By John Tingle
The NHS (National Health Service) in the UK is 70 next year: it was founded on 5th July 1948 and celebrations are being planned. Clearly a lot has changed since it was founded. Our concept of wellness has changed, we go to the doctor for reasons that would never have been considered appropriate in 1948. Health today is not just about the absence of physical diseases.
What is clear is that ever since 1948 the NHS has been shortage of resources in the face of a seemingly insatiable demand for its services. Balancing finite resources against near infinite demands is no easy task. Seventy years on, it is most concerning that a vast amount of money in the NHS is now being spent on clinical negligence claims. In their latest annual report and accounts, NHS Resolution estimates the total amount for clinical negligence claims it owes is £65 Billion. Damages paid to patients rose significantly from £950.4 million to £1,083.0 million, an increase of 14%. The high cost of clinical negligence is not sustainable and something must be urgently done to reduce the number of claims against the NHS. The issues were recently considered by the National Audit Office (NAO), which found:
- The cost of clinical negligence claims is rising at a faster rate year-on-year, than NHS funding.
- Even if successful, NHS Resolution and the Department’s current actions are unlikely to stop the growth in the cost of clinical negligence claims.
- The government lacks a coherent cross-government strategy, underpinned by policy, to support measures to tackle the rising cost of clinical negligence.
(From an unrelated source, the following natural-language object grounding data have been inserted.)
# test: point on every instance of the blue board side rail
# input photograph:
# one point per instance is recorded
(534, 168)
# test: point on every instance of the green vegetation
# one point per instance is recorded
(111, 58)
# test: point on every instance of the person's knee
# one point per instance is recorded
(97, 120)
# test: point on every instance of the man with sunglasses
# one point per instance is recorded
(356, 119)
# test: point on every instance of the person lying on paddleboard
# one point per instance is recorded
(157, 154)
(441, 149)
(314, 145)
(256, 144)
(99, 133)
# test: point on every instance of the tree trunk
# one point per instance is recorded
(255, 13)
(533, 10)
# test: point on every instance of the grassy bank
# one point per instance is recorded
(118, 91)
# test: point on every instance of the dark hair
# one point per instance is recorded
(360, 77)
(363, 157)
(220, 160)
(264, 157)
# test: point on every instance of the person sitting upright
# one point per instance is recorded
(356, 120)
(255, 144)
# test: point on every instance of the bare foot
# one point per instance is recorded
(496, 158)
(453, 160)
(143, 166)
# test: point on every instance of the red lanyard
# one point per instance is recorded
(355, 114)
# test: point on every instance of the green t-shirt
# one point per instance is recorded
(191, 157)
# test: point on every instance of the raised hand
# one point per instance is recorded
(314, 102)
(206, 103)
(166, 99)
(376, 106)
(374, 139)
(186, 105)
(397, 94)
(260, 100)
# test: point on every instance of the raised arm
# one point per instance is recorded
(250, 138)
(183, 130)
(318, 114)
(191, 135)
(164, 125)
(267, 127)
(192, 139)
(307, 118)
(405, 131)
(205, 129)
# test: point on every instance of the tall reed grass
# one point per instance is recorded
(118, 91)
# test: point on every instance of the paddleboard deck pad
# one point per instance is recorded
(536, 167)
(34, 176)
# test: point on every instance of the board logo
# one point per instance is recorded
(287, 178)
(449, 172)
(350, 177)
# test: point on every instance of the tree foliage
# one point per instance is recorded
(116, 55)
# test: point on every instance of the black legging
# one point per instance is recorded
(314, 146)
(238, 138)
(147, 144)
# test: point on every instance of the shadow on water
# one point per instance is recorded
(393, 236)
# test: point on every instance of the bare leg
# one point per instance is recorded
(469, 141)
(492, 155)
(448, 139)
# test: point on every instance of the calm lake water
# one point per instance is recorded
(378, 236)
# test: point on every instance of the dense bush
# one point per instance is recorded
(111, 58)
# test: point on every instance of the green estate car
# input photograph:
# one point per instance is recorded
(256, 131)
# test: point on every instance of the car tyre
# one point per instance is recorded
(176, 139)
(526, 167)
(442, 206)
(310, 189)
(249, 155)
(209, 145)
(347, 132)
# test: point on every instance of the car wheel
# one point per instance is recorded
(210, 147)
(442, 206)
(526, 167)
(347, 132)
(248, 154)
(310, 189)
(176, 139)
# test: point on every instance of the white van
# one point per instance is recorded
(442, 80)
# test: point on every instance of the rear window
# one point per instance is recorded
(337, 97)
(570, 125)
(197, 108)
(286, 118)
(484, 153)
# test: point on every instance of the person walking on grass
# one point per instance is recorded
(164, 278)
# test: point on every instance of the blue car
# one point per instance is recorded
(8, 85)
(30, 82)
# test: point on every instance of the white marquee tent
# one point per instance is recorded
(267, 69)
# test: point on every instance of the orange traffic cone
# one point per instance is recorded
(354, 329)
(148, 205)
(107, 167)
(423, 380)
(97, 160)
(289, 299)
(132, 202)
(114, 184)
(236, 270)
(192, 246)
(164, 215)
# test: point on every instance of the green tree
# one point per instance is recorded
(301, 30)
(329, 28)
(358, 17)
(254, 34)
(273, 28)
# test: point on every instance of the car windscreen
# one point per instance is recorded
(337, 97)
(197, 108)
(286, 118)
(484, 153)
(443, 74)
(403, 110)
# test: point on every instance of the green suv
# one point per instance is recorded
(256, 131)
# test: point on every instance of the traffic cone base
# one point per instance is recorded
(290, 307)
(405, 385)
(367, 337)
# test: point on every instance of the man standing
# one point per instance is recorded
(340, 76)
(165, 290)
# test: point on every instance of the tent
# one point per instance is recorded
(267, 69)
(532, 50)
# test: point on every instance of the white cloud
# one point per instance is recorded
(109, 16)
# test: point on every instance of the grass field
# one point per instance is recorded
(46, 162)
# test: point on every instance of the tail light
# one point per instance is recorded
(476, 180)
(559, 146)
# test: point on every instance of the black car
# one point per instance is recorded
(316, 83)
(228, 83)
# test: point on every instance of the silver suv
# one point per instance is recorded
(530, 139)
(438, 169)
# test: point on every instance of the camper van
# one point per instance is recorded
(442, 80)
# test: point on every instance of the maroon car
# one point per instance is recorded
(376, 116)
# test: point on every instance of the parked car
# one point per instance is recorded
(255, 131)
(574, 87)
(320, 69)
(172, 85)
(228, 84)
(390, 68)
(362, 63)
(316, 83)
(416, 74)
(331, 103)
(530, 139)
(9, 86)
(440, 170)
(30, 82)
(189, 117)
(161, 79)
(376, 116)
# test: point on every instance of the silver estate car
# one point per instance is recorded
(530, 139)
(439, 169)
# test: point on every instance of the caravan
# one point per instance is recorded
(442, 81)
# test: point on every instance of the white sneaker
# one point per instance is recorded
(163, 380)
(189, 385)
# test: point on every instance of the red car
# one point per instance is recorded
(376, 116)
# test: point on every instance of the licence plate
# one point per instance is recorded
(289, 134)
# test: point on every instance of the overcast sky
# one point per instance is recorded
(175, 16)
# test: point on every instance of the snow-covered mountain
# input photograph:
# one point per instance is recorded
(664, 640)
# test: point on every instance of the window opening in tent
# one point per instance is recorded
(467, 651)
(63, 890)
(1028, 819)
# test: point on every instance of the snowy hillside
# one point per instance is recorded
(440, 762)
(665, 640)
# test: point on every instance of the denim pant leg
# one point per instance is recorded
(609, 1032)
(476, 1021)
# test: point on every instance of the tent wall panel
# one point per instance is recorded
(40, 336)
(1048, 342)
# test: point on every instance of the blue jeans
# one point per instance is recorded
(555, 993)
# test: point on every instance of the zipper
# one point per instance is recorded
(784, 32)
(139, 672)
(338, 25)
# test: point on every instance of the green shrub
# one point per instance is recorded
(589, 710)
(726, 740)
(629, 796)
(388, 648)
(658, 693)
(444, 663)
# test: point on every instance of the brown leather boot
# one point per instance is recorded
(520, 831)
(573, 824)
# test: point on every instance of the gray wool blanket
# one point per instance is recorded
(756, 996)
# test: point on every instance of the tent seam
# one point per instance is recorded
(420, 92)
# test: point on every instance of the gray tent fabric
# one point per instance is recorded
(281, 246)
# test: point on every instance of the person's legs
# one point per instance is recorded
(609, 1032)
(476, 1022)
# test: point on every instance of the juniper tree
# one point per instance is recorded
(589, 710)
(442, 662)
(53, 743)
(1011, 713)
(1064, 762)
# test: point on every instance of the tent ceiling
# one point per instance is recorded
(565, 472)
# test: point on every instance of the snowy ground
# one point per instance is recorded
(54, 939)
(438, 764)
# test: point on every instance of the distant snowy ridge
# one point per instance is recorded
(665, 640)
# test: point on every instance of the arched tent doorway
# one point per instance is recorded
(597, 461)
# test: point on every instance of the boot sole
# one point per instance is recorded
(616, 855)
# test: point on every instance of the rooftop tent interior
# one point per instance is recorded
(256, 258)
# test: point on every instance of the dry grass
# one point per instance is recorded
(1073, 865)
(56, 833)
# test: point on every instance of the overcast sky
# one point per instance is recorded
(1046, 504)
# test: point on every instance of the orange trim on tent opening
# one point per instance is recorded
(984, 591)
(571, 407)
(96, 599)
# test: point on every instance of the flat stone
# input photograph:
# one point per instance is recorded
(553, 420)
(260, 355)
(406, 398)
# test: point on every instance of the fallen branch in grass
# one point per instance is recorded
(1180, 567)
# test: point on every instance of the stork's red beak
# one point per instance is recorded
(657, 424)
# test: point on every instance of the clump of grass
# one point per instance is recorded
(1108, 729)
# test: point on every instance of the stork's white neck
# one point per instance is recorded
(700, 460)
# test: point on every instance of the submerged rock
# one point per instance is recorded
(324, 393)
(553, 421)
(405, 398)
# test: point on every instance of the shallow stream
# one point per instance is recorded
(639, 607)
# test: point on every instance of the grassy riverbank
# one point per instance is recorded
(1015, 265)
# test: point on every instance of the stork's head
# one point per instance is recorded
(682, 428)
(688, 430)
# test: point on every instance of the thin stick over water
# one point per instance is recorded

On the patient safety side, there is little more for the NHS to celebrate. There have been improvements but patient safety in hospitals is still the main concern for the NHS health and social care regulator, the CQC (Care Quality Commission). They say in their latest report that they have seen a clear improvement overall in safety and across each of the sectors they regulate and rate since the introduction of their new system of regulation. However, there is still a large amount of variation in the quality of care of services across the NHS, within individual hospitals and between hospitals in the same NHS acute trust (hospital). At hospital level, 40% of acute hospitals were rated as good and 6% were rated as outstanding. Just under half of hospitals (49%) were rated as requires improvement with 5% rated as inadequate. Overall, they say this is a slightly improved picture compared with last year, although variation in the quality of care remains. Seven per cent of NHS acute hospitals were rated as inadequate for safety.
In a recent article on patient safety, the Secretary of State for Health, Jeremy Hunt has pondered as to whether the NHS has reached a patient safety crossroads. We must say that even after sustained efforts to improve patient, there is a lot still to do, we cannot rest on our laurels. He provides an excellent overview of the NHS patient safety agenda.